Une disposition que le président a donc fini par mettre à exécution en écartant 57 juges qu’il accuse de corruption et de divers crimes et délits dont il a égrené la liste pendant de longues minutes, sans toutefois citer de noms. Lesquels seront publiés deux heures plus tard au Journal Officiel. Parmi eux, l’ancien premier président de la Cour de cassation Taïeb Rached, l’ancien procureur de la République Béchir Akremi, l’ancien substitut du procureur de la République Sofiene Sliti et l’ancien président du CSM Youssef Bouzakher.

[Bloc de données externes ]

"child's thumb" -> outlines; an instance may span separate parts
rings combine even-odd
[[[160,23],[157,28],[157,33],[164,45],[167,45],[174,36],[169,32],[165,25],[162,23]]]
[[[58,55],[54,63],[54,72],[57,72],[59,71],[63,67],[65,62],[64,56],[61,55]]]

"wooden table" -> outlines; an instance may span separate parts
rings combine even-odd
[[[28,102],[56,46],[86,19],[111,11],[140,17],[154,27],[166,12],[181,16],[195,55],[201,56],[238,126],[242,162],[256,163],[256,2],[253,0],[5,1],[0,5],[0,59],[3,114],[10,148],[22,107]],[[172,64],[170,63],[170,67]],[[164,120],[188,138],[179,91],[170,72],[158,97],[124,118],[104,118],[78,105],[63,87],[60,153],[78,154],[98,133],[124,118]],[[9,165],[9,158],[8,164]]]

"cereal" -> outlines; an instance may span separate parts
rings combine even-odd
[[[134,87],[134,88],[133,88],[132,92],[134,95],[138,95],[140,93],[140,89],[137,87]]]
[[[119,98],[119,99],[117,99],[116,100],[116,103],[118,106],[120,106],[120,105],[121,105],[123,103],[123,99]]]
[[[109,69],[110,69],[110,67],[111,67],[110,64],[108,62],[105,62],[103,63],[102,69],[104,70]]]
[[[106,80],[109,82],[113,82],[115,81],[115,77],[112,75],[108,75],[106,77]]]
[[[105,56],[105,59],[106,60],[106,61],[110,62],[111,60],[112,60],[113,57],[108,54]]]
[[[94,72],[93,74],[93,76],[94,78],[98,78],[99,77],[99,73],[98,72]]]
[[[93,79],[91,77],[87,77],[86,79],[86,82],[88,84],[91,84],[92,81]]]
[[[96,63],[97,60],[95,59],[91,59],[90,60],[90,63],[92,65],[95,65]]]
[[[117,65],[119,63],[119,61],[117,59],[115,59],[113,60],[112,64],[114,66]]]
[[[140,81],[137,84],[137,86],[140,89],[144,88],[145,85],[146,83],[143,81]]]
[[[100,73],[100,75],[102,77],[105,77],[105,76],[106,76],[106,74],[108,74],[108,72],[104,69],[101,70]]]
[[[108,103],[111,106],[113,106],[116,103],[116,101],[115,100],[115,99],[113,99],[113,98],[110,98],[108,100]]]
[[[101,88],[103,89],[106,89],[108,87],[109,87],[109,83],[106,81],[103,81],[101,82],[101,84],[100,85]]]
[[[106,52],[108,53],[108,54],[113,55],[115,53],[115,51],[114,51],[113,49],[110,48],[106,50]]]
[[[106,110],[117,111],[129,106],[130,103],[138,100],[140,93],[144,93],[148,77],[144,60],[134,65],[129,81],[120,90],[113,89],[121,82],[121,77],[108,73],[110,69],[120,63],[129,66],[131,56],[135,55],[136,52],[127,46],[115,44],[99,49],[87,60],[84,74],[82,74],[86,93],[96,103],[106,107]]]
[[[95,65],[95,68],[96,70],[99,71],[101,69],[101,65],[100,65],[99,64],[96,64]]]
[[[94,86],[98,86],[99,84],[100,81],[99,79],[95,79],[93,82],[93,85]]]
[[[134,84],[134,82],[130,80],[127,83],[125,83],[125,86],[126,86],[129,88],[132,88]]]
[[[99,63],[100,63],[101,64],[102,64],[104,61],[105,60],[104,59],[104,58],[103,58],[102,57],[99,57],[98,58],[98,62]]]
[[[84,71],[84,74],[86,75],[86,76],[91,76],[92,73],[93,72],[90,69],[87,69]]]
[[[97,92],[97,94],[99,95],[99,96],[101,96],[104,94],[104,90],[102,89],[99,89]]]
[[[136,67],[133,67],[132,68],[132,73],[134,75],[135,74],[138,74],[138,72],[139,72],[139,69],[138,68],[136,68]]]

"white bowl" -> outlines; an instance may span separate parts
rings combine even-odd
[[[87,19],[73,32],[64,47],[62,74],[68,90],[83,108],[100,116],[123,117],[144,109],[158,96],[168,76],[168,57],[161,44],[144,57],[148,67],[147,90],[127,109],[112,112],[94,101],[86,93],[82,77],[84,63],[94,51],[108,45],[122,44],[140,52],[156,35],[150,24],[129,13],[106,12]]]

Le visage marqué, le président tunisien a asséné qu’il avait fait preuve de trop de patience avec les magistrats, la refonte du CSM opérée début mars 2022 n’ayant pas eu, selon le locataire de Carthage, l’effet escompté sur la justice, ni apporté plus de célérité dans le traitement des dossiers. Pourtant, le CSM n’est pas habilité à agir sur ces questions qui dépendent de la charge de travail et de l’organisation des tribunaux, et qui relèvent du ministère de la Justice.
Pouvoir de révocation
Mais au vu des tensions politiques croissantes, nul ne s’arrête à ces nuances. Après sa réaction démesurée à la publication du rapport de la Commission de Venise, le 27 mai 2022, Kaïs Saïed a déclaré de manière péremptoire que la justice n’est pas un pouvoir mais une fonction et que ceux qui l’exercent doivent se plier à leur mission et surtout ne pas prétendre conduire les affaires. Dans sa déclaration du 1er juin, il ne se contente pas de fustiger les juges, mais s’octroie aussi le pouvoir « en cas d’urgence, ou d’atteinte à la sécurité publique ou à l’intérêt supérieur du pays, et sur rapport motivé des autorités compétentes, prendre un décret présidentiel prononçant la révocation de tout magistrat en raison d’un fait qui lui est imputé et qui est de nature à compromettre la réputation du pouvoir judiciaire, son indépendance ou son bon fonctionnement ».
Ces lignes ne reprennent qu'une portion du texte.